Oxford Nanopore Technologies (ONT) sequencing platforms currently offer two approaches to whole-genome native-DNA library preparation: ligation and rapid. In this study, we compared these two approaches for bacterial whole-genome sequencing, with a specific aim of assessing their ability to recover small plasmid sequences. To do so, we sequenced DNA from seven plasmid-rich bacterial isolates in three different ways: ONT ligation, ONT rapid and Illumina. Using the Illumina read depths to approximate true plasmid abundance, we found that small plasmids (<20 kbp) were underrepresented in ONT ligation read sets (by a mean factor of ~4) but were not underrepresented in ONT rapid read sets. This effect correlated with plasmid size, with the smallest plasmids being the most underrepresented in ONT ligation read sets. We also found lower rates of chimaeric reads in the rapid read sets relative to ligation read sets. These results show that when small plasmid recovery is important, ONT rapid library preparations are preferable to ligation-based protocols.
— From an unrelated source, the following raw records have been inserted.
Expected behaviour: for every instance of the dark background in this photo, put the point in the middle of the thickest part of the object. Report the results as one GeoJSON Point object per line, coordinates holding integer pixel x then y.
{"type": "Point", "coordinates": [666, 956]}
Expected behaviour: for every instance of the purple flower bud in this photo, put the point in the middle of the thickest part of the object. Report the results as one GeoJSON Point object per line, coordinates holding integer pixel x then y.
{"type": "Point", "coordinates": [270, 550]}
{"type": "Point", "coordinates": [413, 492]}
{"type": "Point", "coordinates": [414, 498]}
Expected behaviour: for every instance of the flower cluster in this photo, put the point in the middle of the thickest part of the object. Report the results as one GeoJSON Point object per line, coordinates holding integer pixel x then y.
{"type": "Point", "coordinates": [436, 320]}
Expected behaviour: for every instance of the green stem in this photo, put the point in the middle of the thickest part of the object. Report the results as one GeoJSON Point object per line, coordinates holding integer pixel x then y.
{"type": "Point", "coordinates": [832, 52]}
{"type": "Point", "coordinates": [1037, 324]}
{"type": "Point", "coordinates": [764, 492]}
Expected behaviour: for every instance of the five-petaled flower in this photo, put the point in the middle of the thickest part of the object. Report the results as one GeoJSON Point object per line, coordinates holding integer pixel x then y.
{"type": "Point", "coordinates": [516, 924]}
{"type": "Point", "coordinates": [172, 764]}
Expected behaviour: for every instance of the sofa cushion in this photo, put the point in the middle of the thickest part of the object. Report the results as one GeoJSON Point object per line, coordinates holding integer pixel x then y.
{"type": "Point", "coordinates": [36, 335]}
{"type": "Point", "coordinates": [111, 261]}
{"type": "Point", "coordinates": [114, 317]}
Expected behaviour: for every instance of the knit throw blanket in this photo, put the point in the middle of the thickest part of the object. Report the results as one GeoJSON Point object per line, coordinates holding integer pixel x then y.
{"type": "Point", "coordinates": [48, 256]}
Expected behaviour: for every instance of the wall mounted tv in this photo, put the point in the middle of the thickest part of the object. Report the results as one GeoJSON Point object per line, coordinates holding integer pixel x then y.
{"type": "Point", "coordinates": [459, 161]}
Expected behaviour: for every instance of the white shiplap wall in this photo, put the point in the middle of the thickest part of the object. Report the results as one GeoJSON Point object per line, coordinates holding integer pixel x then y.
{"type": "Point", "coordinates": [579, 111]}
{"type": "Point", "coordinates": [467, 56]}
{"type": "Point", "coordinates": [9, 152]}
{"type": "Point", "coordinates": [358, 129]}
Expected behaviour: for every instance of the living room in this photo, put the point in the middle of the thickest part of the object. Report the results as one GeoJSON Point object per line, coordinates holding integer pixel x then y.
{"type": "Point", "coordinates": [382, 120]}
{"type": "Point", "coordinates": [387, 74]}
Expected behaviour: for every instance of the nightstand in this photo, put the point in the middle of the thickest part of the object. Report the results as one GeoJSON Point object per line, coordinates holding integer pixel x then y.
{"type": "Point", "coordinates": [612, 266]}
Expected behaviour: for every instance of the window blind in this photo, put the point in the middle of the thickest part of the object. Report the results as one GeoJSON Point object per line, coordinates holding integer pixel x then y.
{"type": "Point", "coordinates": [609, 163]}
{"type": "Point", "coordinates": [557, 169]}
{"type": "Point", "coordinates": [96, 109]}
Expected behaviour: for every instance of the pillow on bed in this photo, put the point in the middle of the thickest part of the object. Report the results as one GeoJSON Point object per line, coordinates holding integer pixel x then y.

FindingNemo in OneDay: Ultra-Long ONT Library Preparation from Cell to Flowcell in One Day v1

This protocol is focussed on the isolation of ultra-high molecular weight (UHMW) DNA, library preparation and clean up ready for sequencing on the Oxford Nanopore Technology (ONT) platforms, all within one working day. This protocol is optimised for human cell lines. Summary of the workflow:

SARS-CoV-2 DNA library preparation using an adapted version of Illumina DNA prep protocol v.1.1 v1

This protocol describes the steps to prepare DNA libraries from PCR amplicons using the Illumina DNA prep library kit. The current library preparation protocol was adapted from the original Illumina DNA Prep Reference Guide (document #1000000025416 v09) using low input DNA samples as the starting material. We omitted laboratory equipment such as the Eppendorf 96-well PCR plate, microseal adhesive seals. In addition, we replaced 96-well plate magnetic stand with a magnetic stand suitable for 1.5 ml tubes. The added value of this protocol is that PCR reactions happen in 0.2 ml PCR tubes, and it can be implemented without a separate purchase of 96-well PCR plates or a magnetic stand for PCR plates. Using individual 0.2 ml tubes increases the user flexibility when running few samples for library preparation. The other advantage of using our adapted protocol is the reduced library preparation cost when running few specimens. For instance, implementing the current protocol might be cheaper than the original Illumina protocol when using the Illumina® DNA Prep, (M) Tagmentation (24 Samples) catalog number 20018704. The protocol has proven effective for processing hundreds of DNA libraries from tiled virus amplicons such as Sapovirus and SARS-CoV-2 submitted to public repositories such as GISAID and GenBank.